Nat Commun. 2021 May 5;12(1):2538. doi: 10.1038/s41467-021-22764-2.
PPARɣ drives IL-33-dependent ILC2 pro-tumoral functions
Giuseppe Ercolano 1 2, Alejandra Gomez-Cadena 1 2, Nina Dumauthioz 3, Giulia Vanoni 3, Mario Kreutzfeldt 4, Tania Wyss 3, Liliane Michalik 5, Romain Loyon 6 7, Angela Ianaro 8, Ping-Chih Ho 3, Christophe Borg 6 7, Manfred Kopf 9, Doron Merkler 4, Philippe Krebs 10, Pedro Romero 3, Sara Trabanelli 1 2, Camilla Jandus 11 12Affiliations expand
- PMID: 33953160
- DOI: 10.1038/s41467-021-22764-2
Free article
Abstract
Group 2 innate lymphoid cells (ILC2s) play a critical role in protection against helminths and in diverse inflammatory diseases by responding to soluble factors such as the alarmin IL-33, that is often overexpressed in cancer.
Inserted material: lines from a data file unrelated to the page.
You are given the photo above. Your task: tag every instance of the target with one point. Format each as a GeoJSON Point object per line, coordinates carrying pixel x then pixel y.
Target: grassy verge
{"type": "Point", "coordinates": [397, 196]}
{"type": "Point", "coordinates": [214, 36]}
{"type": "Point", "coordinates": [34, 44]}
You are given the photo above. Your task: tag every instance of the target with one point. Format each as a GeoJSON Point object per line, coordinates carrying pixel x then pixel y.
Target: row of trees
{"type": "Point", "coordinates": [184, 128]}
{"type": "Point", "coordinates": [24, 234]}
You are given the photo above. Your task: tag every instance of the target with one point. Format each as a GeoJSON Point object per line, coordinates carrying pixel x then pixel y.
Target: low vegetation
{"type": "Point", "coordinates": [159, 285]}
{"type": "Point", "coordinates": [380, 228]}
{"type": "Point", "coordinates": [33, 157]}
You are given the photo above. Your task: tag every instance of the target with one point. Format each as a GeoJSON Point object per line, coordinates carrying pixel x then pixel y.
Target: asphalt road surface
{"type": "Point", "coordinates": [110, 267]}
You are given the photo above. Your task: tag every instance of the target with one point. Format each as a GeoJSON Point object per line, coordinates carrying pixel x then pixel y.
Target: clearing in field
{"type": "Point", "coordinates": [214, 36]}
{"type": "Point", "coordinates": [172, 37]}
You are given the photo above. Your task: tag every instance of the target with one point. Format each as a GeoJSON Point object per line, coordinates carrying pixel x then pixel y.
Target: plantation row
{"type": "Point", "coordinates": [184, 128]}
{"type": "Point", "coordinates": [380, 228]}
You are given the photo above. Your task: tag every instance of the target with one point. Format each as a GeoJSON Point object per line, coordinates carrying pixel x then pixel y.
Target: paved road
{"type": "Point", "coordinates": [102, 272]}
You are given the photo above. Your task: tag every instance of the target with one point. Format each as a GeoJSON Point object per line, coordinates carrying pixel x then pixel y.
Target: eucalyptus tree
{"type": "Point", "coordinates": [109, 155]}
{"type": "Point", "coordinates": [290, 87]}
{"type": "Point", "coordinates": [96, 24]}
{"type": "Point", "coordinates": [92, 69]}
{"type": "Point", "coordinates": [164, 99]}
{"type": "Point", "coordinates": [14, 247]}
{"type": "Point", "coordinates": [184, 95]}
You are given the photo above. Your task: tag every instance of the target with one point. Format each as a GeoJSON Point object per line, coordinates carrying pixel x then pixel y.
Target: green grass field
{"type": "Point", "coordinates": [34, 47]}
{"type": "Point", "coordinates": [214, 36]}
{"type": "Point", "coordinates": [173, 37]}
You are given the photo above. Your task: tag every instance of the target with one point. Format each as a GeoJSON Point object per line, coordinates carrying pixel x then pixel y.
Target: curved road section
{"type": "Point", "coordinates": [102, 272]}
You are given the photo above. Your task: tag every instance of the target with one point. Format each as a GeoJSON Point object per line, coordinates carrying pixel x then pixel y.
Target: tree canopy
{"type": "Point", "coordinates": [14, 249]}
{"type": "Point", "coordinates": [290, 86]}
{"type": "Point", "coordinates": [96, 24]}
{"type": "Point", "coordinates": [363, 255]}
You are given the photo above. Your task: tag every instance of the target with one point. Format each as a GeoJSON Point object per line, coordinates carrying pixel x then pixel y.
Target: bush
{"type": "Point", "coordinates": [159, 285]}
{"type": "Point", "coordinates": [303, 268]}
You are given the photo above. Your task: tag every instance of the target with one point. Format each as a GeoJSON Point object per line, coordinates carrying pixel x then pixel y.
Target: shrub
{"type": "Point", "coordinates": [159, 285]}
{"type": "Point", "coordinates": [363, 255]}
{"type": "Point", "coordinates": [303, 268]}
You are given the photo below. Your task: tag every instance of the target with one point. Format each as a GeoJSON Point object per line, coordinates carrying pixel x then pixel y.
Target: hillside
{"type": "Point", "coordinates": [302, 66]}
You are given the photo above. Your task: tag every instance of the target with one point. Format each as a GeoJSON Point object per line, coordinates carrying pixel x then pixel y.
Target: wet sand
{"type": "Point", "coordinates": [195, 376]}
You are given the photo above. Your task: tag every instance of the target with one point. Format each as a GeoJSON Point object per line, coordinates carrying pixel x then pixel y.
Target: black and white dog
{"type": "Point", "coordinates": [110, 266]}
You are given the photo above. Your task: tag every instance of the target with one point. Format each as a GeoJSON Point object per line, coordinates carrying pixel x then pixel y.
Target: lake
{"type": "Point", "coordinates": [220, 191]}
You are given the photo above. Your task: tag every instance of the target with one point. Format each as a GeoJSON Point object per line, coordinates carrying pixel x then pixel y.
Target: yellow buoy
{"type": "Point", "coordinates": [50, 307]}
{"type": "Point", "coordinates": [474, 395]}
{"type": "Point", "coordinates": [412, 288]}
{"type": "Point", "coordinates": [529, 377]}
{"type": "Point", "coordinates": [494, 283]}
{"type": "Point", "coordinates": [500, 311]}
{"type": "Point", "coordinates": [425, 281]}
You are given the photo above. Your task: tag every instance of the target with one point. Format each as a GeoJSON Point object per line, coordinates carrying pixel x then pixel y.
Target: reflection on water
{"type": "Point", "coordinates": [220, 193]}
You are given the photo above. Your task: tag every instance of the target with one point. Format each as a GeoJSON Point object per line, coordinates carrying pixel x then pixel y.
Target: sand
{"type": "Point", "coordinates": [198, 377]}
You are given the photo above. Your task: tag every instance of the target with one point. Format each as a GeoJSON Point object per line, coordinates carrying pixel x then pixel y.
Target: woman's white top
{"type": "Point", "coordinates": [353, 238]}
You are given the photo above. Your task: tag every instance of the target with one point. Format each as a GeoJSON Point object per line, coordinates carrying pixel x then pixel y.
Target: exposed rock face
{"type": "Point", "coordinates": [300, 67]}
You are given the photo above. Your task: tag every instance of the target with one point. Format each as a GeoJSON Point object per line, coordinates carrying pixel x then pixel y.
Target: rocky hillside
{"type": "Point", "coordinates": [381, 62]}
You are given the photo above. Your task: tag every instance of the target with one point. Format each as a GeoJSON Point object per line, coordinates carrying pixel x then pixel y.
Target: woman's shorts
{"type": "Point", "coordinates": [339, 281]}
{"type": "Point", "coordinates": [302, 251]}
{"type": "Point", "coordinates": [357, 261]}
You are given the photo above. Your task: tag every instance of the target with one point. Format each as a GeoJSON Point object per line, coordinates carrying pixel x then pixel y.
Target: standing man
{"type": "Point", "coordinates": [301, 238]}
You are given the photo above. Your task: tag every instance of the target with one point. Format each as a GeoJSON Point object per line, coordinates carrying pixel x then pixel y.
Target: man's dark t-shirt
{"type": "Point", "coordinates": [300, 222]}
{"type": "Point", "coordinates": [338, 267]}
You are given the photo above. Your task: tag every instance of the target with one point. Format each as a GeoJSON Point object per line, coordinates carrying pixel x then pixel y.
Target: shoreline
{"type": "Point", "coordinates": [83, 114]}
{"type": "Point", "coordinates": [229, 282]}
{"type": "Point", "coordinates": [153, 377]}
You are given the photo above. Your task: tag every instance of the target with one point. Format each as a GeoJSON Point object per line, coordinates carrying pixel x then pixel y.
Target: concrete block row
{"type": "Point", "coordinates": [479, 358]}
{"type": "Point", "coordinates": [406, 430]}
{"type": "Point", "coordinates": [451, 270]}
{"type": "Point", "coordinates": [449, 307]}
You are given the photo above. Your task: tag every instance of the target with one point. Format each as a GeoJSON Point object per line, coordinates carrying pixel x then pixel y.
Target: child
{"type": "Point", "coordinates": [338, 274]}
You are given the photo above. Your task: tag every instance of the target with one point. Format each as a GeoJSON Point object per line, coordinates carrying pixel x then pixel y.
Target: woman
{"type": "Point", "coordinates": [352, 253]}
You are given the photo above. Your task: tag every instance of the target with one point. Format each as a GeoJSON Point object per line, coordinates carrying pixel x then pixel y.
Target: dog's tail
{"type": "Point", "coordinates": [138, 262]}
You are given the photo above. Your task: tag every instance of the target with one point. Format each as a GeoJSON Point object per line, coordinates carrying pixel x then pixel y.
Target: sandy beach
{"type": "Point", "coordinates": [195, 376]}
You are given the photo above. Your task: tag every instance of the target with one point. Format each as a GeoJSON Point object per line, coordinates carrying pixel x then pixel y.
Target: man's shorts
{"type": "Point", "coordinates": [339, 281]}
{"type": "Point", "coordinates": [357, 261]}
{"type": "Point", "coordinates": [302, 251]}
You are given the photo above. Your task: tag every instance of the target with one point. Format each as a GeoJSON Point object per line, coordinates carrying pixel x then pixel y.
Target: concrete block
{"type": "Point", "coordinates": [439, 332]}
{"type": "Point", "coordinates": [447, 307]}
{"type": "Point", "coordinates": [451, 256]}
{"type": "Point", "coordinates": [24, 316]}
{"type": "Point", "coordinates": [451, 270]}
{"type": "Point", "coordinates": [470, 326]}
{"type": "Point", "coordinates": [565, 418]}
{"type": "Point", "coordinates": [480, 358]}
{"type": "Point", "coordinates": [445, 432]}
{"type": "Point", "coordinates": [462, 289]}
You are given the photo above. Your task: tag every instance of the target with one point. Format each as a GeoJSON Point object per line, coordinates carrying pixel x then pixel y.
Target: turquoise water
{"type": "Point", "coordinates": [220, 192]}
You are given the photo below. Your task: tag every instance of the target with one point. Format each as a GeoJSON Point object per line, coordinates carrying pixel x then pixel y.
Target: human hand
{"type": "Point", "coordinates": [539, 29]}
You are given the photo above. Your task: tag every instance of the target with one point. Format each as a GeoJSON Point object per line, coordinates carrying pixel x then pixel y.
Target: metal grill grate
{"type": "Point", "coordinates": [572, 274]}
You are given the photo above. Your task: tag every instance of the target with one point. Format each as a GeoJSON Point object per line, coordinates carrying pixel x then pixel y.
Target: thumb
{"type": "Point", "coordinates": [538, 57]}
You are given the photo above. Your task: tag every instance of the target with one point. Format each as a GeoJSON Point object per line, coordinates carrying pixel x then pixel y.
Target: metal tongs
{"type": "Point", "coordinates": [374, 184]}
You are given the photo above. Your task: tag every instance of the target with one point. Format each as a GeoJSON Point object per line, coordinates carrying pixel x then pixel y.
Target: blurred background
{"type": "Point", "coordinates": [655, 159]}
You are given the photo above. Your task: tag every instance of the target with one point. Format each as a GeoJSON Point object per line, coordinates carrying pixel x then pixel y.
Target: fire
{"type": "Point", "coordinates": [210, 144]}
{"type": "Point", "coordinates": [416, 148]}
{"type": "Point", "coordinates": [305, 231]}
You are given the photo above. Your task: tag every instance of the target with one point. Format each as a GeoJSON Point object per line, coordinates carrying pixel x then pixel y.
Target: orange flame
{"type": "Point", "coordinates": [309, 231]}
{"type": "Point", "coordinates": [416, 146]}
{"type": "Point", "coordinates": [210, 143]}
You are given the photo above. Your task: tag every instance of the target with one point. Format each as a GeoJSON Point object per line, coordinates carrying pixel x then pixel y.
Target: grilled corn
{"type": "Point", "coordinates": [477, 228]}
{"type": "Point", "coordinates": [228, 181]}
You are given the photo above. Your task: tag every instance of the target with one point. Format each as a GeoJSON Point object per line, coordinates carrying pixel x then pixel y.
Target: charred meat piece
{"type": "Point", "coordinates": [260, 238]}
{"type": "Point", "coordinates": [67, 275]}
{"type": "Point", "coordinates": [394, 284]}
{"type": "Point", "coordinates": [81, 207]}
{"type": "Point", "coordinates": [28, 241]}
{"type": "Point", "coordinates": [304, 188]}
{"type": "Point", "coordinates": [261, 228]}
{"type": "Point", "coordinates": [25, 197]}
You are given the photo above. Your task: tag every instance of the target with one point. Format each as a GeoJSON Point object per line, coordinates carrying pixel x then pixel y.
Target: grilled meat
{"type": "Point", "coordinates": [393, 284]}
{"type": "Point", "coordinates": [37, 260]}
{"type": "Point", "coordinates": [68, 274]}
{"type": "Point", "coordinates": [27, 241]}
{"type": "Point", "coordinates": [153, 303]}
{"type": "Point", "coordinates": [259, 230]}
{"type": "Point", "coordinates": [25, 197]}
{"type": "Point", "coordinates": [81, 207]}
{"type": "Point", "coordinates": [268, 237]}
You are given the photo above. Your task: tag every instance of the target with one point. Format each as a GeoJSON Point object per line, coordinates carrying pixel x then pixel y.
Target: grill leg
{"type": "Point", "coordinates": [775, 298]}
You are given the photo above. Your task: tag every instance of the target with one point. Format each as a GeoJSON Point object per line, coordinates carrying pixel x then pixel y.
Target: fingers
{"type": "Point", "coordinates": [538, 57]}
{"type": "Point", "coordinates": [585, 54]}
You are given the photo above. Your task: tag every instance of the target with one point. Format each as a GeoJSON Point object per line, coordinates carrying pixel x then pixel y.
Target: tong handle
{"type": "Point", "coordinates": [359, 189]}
Nonetheless, regulatory factors that dictate ILC2 functions remain poorly studied. Here, we show that peroxisome proliferator-activated receptor gamma (PPARγ) is selectively expressed in ILC2s in humans and in mice, acting as a central functional regulator. Pharmacologic inhibition or genetic deletion of PPARγ in ILC2s significantly impair IL-33-induced Type-2 cytokine production and mitochondrial fitness. Further, PPARγ blockade in ILC2s disrupts their pro-tumoral effect induced by IL-33-secreting cancer cells. Lastly, genetic ablation of PPARγ in ILC2s significantly suppresses tumor growth in vivo. Our findings highlight a crucial role for PPARγ in supporting the IL-33 dependent pro-tumorigenic role of ILC2s and suggest that PPARγ can be considered as a druggable pathway in ILC2s to inhibit their effector functions. Hence, PPARγ targeting might be exploited in cancer immunotherapy and in other ILC2-driven mediated disorders, such as asthma and allergy.